Deus está neste lugar e eu não o sabia

Em assuntos de fé, as sementes lançadas atingem os corações que se deixam conduzir. Os pequeninos entendem, os humildes aceitam a salvação trazida por Jesus. Os corações de pedra pensam somente em cumprir preceitos e basta: não acreditam na misericórdia. Este é o drama da resistência à salvação. Cada um de nós carrega esse drama. Perguntemo-noss: como eu quero ser salvo? Por uma espiritualidade que me faz bem e não traz riscos? Do meu jeito? Ou no caminho, com Jesus, que nos surpreende, abre as portas para o mistério? Se Ele me ensina a salvação, então, por que ir a outros lugares para encontrar um guru que me salve? Por que querer comprar a salvação que Jesus me dá de graça, que já conquistou para mim no alto da Cruz?

Os livros podem esclarecer a fé, mas também podem confundir. Cursos podem oferecer pistas e luzes, e também sombras que ofuscam a manifestação de um Deus que se revela aos simples e pequeninos. As opiniões podem favorecer o diálogo da fé, mas opiniões são sempre opiniões e não dogmas. Søren Kierkegaard, teólogo dinamarquês, disse: “O homem não se prepara para o Cristianismo pela leitura de livros, mas pelo aprofundamento na existência. Aprofundando o sentido da existência, encontramos a luz da Verdade que nos ilumina, cura e salva. Cada um fique atento ao melhor de si, escute sua voz mais íntima e sagrada, a voz que ninguém pode escutar e, assim, irá perceber como que um eco “sugerindo” a busca do Reino de Deus. A espiritualidade de Santo Agostinho nos ajuda: Cor unum et anima una in Deum – Um só coração e uma só alma voltados para Deus.

Maria é nossa aliada nessa busca. Quando emitimos opinião positiva sobre alguém, dizemos: “Fulano é uma pessoa centrada!” A pessoa que não se deixa alienar é uma pessoa centrada, que tem um eixo de segurança que lhe garante ser ela mesma, harmonizada com o ambiente, com suas relações. Na Cruz, o que chama a atenção de Jesus é ver sua mãe de pé. Maria está lá, esmagada pela dor, mas de pé; ela não desfalece. Está pronta a carregar o peso do sofrimento que lhe foi reservado. Ela compreende o sofrimento do Filho. Contemplamos, então, dois martírios: o de Jesus; e um martírio diferente, o de Maria… sendo martirizada na alma.

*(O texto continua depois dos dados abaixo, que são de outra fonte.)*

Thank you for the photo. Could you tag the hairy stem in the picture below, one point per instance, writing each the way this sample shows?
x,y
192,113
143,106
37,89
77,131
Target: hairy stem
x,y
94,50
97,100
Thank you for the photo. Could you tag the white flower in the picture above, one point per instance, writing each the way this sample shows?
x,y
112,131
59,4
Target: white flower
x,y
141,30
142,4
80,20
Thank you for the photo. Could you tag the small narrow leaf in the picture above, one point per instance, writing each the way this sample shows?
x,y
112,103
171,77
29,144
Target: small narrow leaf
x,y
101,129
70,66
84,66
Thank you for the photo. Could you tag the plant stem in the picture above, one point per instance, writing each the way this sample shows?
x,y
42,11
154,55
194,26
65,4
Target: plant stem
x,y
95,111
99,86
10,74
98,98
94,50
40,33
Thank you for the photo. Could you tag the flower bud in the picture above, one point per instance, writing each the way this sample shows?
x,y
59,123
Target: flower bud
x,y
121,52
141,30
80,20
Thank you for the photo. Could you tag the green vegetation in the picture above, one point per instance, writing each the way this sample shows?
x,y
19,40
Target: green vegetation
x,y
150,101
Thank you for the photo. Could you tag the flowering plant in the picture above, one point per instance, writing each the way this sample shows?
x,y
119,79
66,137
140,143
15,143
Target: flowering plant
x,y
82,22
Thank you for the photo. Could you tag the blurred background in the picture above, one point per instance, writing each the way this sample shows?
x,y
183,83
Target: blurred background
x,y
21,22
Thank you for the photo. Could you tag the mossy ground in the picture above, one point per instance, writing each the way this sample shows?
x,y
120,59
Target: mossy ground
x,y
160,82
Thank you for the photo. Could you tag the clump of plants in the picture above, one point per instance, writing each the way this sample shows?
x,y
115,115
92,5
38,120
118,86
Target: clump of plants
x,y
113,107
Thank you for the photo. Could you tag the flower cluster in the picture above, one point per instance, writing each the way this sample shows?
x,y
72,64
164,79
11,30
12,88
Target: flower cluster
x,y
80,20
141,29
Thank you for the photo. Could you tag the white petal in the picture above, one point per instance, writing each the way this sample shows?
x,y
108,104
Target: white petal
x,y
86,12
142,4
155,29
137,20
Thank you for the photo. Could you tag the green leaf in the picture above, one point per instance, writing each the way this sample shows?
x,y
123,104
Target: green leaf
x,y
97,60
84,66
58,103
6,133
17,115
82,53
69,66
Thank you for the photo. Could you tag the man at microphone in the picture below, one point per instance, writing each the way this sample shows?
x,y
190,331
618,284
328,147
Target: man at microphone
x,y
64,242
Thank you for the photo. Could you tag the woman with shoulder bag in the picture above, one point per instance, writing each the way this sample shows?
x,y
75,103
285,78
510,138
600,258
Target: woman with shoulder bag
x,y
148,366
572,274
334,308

Maria diante da Cruz é um mistério que nos escapa. Não temos a total compreensão. Por isso é mistério! Ali, ela entendeu as palavras do velho Simeão: “Eis que uma espada transpassará tua alma” (Lc 2,35). Em uma das vezes em que presidi a Santa Missa na Basílica de Sant’Ana, depois da procissão da padroeira, subi em um palco – montado no pátio – para abençoar o povo. No chão, bem em frente, uma menina de uns 5 anos de idade, me olhava, sorridente. Pensei que ela ansiava pela bênção que eu daria, quando ela me olhou e saiu-se com essa: “Ô, tio, desce logo daí que eu quero te dar uma flor!” Sim, ela havia surrupiado para mim uma flor no andor da padroeira. Mistério!

Entreguemos a Jesus nossos desafios, fracassos, incertezas; e nossa cruz não mais será motivo de queda, mas será nossa força. Não será prisão, mas liberdade. Não será fracasso, mas vitória. Não será morte, mas ressurreição. Busquemos a Deus não somente quando nossa casa estiver caindo. Busquemos a Deus para que ela não caia. Tenhamos vigilância. Estejamos atentos aos próprios anseios; aos clamores dos outros, dos que sofrem; escutemos a Palavra que ressoa na criação; observemos o que se passa por dentro dos acontecimentos ao nosso redor; “ouçamos” a Sagrada Escritura e, principalmente, busquemos encontrar Jesus Cristo.

A expressão de Jacó – Deus está neste lugar e eu não o sabia (cf. Gn 28,16) – é também nossa, quando não superamos a dispersão da alma causada pelas “coisas do mundo”. Firmemos nossa fé, descobrindo as “pegadas de Deus” neste momento da história. Deus está neste lugar e neste tempo e eu não sabia! São Pio de Pietrelcina nos convida: “Reaviva a cada momento a tua confiança em Deus e muito mais na hora das provações”.